Certes, il n’est plus à démontrer qu’Haïti détient une grande richesse historique et culturelle : des connaissances traditionnelles spécifiquement liées à la biodiversité, des sites historiques et culturels et un patrimoine immatériel assez divers. Mais, le pays fait de plus en plus face à des difficultés énormes. C’est dans cette dynamique de trouver des alternatives à ces difficultés que s’inscrivaient les propos de Kesler Bien-Aimé, doctorant en ethnologie et patrimoine à l’Université Laval et spécialiste du programme Culture à la Commission nationale haïtienne de coopération avec l’UNESCO. Du débrouillement de « La route de l’esclave » aux difficultés de penser un circuit de mémoire historique dans le vieux Port-au-Prince, tel était le titre de sa communication.

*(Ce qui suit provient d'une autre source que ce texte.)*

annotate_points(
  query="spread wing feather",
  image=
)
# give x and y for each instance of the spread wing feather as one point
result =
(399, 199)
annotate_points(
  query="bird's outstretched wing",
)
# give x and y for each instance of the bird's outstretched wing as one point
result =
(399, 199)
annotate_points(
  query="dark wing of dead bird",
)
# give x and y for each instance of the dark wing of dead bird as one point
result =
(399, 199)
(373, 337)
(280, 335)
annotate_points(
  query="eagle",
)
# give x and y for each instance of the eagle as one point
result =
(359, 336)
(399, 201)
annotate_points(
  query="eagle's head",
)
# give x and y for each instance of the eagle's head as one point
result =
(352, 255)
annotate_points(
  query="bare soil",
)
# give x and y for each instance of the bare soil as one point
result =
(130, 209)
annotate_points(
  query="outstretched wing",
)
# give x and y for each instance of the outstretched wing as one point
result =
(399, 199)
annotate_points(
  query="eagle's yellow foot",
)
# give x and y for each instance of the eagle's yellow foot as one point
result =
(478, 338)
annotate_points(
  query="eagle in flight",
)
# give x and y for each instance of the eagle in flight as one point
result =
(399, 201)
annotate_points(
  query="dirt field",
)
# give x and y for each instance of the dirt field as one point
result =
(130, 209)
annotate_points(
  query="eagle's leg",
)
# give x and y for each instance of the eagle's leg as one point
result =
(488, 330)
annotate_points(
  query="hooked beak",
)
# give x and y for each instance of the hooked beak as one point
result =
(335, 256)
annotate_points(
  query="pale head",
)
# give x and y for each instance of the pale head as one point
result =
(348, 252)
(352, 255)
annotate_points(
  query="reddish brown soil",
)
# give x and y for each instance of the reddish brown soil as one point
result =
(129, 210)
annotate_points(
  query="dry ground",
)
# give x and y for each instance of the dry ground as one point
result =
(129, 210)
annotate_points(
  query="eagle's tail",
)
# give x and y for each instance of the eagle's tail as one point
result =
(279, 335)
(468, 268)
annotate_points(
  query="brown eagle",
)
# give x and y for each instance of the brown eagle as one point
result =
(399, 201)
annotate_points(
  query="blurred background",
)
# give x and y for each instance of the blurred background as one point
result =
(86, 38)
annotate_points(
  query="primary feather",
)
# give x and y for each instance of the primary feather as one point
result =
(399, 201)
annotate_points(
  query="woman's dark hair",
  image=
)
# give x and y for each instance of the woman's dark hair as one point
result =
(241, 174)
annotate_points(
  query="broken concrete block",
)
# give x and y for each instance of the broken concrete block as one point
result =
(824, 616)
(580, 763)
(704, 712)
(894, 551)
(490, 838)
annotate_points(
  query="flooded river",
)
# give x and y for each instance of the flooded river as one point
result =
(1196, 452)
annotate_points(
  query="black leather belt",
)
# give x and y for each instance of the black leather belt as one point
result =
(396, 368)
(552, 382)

Il a rappelé la fondation de la ville de Port-au-Prince par ordonnance royale le 13 juin 1749, au moment des grandes récoltes résultant des trafics du «bois d’ébène», captif de l’économie esclavagiste à Saint-Domingue au début du 16e et 19e siècles. Paradoxalement, dans le champ visuel haïtien, en dehors du monument Marron inconnu « Nèg mawon » au Champ de mars (ISPAN : 2018), il n’y a aucun effort officiel de rendre présentes les luttes des esclaves dans les lieux publics du centre historique de la Capitale, faisait-il remarquer. Dans son intervention, il a mis en lumière les tâtonnements, voire la mise à mort du projet de « La route de l’esclave » (Unesco, 1994) en Haïti afin de tenter de comprendre les brouillements qui sont mobilisés quand il s’agit de citer le passé de ce groupe social considéré comme acteur principal du démantèlement de l’ordre esclavagiste à St-Domingue.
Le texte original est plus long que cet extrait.